-
Notifications
You must be signed in to change notification settings - Fork 39
Known issues
How to check:
Have a look at the file *.mitoAssemble.K*.overlap_information
, it may have something like this:
>C3252271 overlap between 5' and 3' are 52bp
TGAACGGAATAGTTGGTAATTAGTTTAATCAAAACAAATGATTTCGACTCA
and check the file *.mitoAssemble.K*.mitogenome.fa
:
$ head -1 *.mitoAssemble.K*.mitogenome.fa
>C3252271 topology=circular
Because this overlapping region is quite long and not simple repeats (say AAAAAAAA
), (in most cases) we can safely say that we have got a circular mitochondrial genome (there are methods to verify this, see XXX).
To do:
- Use another Circularity check script (I remember I have written one?) which can be aware of the simple repeats
Say we have this file *.mitoAssemble.K51.overlap_information
:
>C3892882 overlap between 5' and 3' are 9bp
TTTTTTTT
and we have this file *.mitoAssemble.K51.mitogenome.fa
:
>C3892882 topology=circular
In this case, it is dubious that the assembled mt genome is circular. In this case, you can just treat the sequence as linear, or try to assemble the mt genome with different kmers (larger or smaller), which might be able to overcome the simple repeat problem. This depends on the goal of your study, e.g., if you are going to use only the PCGs for subsequent analysis and you have got all PCGs already, then a circular (complete) mt genome does not help. The changing breakpoint method mentioned 3. Breakpoint and incomplete genes should also help.
The summary.txt
file:
#Seq_id Length(bp) Circularity Closely_related_species
C3252271 16597 yes Onychomys leucogaster
#Seq_id Start End Length(bp) Direction Type Gene_name Gene_prodcut Total_freq_occurred
--------------------------------------------------------------------------------------------------------------------------
C3252271 14 82 69 + tRNA trnR(ucg) tRNA-Arg 1
C3252271 84 381 298 + CDS ND4L NADH dehydrogenase subunit 4L 1
.
.
.
C3252271 14568 14772 205 + CDS ATP8 ATP synthase F0 subunit 8 1
C3252271 14729 15410 682 + CDS ATP6 ATP synthase F0 subunit 6 1
C3252271 16193 16262 70 + tRNA trnG(ucc) tRNA-Gly 1
C3252271 16262 >16598 337 + CDS ND3 NADH dehydrogenase subunit 3 1
Here, the ND3 cannot find its stop codon, but because this sequence is actually circular already, the stop codon of ND3 is at the 5' end of this sequence.
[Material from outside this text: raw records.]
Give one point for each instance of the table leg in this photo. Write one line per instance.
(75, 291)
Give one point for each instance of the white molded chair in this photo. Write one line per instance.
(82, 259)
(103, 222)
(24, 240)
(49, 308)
In this case, you can simply manually change the breakpoint of the mitochondrial genome. But be careful, you should find a breakpoint where there is no gene (especially overlapping regions of different genes), for example, here sites between 14772
and 14729
, or the site 16262
are not good positions. Instead, Any positions between 15410
and 16193
can be chosen.
After this, you can re-annotate the sequence using the mitoz annotate
command, by also providing the fastq files (--fq1
and/or --fq2
options), MitoZ will calculate the sequencing depth of all sites along the mitogenome, which in turn provides more evidence to show if the mitogenome is really complete or not (check the abundance track on the circos.svg
and cirvos.png
files) --- if the sequencing depth (abundance) around the original breakpoint is normally high like other sites of the mitogenome, not sudden dropping or increasing a lot (which indicates repeats), then the mitogenome is complete.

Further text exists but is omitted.